3. The light guide body for a display device as recited in claim 2, wherein

the reflecting surface is a slanted face of a V-shaped groove region formed at the second main surface.

4. The light guide body for a display device as recited in claim 3, wherein

the groove region is a groove continuously formed in a width direction of the light guide body.

5. The light guide body for a display device as recited in claim 4, wherein

the groove region is formed across the width direction of the light guide body.

6. The light guide body for a display device as recited in claim 3, wherein

the V-shaped groove region is formed such that a depth thereof increases in accordance with an increase of a distance from the light source.

7. The light guide body for a display device as recited in claim 2, wherein

light from a first light source is incident to one end face of the light guide body, and

light from a second light source different from the first light source is incident to an other end face of the light guide body.

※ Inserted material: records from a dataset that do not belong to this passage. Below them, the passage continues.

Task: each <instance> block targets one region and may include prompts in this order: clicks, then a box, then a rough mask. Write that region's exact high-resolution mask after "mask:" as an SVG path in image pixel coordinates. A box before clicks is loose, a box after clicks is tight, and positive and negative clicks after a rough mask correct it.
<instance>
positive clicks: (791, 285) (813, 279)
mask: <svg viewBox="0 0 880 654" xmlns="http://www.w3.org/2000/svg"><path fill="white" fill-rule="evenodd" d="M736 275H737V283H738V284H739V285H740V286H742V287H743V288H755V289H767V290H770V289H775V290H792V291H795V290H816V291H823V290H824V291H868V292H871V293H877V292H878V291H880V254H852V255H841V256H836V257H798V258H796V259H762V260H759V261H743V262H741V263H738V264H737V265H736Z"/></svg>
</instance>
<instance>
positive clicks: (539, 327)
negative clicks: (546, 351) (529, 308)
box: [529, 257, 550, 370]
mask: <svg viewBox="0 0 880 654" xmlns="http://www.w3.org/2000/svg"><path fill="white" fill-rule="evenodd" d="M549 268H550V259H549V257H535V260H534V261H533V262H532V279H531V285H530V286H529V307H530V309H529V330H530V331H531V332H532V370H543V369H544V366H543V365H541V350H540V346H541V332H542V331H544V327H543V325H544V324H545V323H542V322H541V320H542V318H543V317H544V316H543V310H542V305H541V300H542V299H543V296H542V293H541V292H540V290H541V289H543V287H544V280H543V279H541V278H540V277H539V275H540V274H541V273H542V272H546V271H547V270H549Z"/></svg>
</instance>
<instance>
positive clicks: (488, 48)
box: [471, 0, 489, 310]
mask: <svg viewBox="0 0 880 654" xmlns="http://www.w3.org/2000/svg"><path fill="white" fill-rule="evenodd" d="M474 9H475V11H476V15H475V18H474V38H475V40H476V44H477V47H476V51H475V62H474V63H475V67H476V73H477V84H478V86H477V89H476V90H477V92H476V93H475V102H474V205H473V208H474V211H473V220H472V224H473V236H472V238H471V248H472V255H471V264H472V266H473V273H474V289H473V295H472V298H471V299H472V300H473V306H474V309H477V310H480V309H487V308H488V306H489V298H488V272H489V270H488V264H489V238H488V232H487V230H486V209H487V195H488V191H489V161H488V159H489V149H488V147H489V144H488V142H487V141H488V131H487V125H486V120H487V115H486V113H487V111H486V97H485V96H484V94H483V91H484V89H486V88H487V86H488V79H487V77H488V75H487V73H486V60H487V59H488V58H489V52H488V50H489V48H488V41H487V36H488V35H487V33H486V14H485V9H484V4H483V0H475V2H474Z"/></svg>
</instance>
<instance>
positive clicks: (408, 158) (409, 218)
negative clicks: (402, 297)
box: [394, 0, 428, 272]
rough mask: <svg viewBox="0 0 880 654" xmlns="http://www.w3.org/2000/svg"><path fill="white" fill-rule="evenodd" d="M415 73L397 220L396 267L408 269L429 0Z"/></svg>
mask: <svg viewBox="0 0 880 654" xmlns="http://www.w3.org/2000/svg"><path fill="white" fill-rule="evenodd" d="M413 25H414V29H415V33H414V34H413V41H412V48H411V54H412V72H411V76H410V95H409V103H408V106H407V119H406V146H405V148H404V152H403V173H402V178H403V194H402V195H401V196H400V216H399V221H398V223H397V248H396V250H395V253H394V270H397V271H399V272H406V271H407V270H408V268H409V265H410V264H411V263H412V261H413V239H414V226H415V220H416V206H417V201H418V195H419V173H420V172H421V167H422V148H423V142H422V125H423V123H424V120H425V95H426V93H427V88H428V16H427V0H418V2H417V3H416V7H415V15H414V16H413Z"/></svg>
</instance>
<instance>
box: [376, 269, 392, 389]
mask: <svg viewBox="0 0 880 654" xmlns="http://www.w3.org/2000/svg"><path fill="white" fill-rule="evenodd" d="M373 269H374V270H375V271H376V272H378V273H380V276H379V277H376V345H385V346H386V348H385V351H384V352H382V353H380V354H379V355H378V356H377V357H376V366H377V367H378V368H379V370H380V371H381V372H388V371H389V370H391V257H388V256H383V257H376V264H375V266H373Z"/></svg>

8. The light guide body for a display device as recited in claim 7, wherein

the reflecting surface of each groove region is formed such that the reflecting surface reflects light from either one of the first light source and the second light source, which is relatively close to the reflecting surface in a distance via the light guide body, toward the first main surface.

9. A display device comprising:

a light-transmissive dial plate having an indicative section arranged in a circular arc fashion;

the light guide body for a display device as recited in either one of claims 1 to 8; and

a light diffusion member located between the light guide body and the dial plate and diffusing light emitted from the first surface of the light guide body.

10. The display device as recited in claim 9, wherein

the indicative section has a scale marks section comprising a plurality of scale marks arranged in a circular arc fashion and a numerical characters section comprising a plurality of numerical characters arranged in a circular arc fashion and concentrically with the scale marks section.